Chapter 23: Day 24: The Lee Shore
“The port is safety, comfort, hearthstone, supper, warm blankets, friends, all that’s kind to our mortalities. [ . . .] Know ye now, Bulkington? Glimpses do ye seem to see of that mortally intolerable truth; that all deep, earnest thinking is but the intrepid effort of the soul to keep the open independence of her sea; while the wildest winds of heaven and earth conspire to cast her on the treacherous, slavish shore?
But as in landlessness alone resides highest truth, shoreless, indefinite as God—so, better is it to perish in that howling infinite, than be ingloriously dashed upon the lee, even if that were safety!”
Musings:
Sometimes Ishmael can sound like a Nietzsche loving university sophomore. But I kind of like it. “The Lee Shore” is not the shortest chapter in Moby-Dick, but it might be the second shortest.
The chapter is all about Bulkington, a crew member Ish sees coming off a four-year whaling journey a few days earlier.
Ish gives us a lovely analogy about how the land represents all the good things in life – comfort, friends, family – but Bulkington seems to resist the comforts of the land and is desperate to turn around after four years on a ship to sign on for another three years on water. And then Bulkington goes overboard and is gone.
Ish wonders, beautifully I might add, if Bulkington knows the truth now? Are humans meant to be free all the time, or should we spend some time tied to the everyday world? Ish, it seems, believes that it’s better to die free than to die living a life of safety, comfort, and (implied) boredom.

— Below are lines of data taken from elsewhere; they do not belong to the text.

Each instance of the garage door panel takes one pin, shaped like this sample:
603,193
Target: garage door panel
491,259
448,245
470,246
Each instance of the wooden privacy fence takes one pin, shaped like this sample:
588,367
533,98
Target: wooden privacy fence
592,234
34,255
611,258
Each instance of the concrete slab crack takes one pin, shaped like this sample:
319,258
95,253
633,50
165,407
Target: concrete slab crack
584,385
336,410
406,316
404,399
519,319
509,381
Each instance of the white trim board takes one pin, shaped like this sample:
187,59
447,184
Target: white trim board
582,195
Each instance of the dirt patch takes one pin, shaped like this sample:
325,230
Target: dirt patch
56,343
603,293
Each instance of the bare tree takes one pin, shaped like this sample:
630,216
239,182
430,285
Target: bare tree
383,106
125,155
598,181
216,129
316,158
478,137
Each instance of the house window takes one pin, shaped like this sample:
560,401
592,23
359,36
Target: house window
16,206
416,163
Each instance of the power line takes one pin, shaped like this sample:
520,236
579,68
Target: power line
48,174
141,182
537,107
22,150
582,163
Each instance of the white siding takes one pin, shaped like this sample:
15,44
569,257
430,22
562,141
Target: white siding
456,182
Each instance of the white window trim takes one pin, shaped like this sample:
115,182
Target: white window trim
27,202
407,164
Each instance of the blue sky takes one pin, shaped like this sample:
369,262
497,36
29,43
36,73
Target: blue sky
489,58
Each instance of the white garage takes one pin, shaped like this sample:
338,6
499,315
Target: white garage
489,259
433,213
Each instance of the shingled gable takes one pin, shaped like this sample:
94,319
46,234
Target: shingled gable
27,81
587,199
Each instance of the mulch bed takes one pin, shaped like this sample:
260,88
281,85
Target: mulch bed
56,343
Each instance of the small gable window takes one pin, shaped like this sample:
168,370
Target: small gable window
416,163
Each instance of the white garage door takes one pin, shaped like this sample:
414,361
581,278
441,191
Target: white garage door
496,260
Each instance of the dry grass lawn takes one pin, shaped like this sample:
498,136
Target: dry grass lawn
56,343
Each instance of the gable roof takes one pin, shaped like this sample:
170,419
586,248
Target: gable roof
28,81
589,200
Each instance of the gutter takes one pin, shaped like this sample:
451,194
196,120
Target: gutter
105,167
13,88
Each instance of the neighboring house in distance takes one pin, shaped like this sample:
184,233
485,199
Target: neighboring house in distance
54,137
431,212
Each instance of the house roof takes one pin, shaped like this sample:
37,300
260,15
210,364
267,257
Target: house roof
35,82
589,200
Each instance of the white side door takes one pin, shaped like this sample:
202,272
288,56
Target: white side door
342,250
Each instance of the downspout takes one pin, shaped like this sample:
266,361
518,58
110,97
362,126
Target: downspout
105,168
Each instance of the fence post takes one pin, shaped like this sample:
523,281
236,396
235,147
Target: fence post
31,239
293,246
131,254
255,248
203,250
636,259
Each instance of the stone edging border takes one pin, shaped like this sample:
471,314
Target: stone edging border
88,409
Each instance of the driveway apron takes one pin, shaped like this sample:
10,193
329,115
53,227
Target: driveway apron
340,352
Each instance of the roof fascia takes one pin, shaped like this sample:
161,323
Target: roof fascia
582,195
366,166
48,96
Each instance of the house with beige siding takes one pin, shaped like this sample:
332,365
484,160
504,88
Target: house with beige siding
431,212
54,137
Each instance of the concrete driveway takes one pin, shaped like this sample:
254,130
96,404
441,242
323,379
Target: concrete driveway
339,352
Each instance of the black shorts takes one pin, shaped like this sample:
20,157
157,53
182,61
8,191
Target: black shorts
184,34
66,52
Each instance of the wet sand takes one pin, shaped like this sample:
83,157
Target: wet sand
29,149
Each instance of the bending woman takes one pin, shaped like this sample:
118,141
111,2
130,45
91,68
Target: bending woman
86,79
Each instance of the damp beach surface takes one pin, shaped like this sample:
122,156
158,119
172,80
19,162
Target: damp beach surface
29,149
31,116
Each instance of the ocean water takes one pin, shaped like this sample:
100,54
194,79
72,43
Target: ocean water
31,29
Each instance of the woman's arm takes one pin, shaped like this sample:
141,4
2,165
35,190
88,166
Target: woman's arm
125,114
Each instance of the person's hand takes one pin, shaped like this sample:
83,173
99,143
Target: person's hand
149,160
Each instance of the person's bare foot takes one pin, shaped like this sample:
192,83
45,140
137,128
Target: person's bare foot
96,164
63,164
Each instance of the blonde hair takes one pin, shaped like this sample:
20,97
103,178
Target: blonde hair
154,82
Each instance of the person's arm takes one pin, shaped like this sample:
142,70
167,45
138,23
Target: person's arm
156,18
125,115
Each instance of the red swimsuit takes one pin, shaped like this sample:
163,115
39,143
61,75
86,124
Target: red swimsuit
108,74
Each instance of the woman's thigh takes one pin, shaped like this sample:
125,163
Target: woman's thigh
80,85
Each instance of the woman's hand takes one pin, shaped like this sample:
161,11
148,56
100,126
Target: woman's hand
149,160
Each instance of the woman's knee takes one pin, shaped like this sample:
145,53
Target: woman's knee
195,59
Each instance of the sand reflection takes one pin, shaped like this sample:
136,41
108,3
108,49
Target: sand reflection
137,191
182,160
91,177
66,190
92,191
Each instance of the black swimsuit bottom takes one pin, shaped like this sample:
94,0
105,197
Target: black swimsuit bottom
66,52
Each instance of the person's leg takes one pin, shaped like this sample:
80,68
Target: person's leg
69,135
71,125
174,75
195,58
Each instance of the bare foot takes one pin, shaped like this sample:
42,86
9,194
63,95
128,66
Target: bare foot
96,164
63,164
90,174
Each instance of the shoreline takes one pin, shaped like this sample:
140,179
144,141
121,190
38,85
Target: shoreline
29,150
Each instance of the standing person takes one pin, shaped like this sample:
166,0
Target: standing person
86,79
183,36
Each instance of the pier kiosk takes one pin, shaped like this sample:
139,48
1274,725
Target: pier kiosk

What fascinates me is how Ishmael says that in landlessness, the opposite to the safety of home, ‘resides the highest truth.’ So all of us should, as Ish is doing now, take risks, Leave the safety and comfort of what we know, and seek Truth. Bulkington, scholars have claimed, was too much of a risk taker perhaps? Some time on land is necessary? Ish, in his dramatic way, feels it is better to die taking a risk than watching HGTV in a recliner.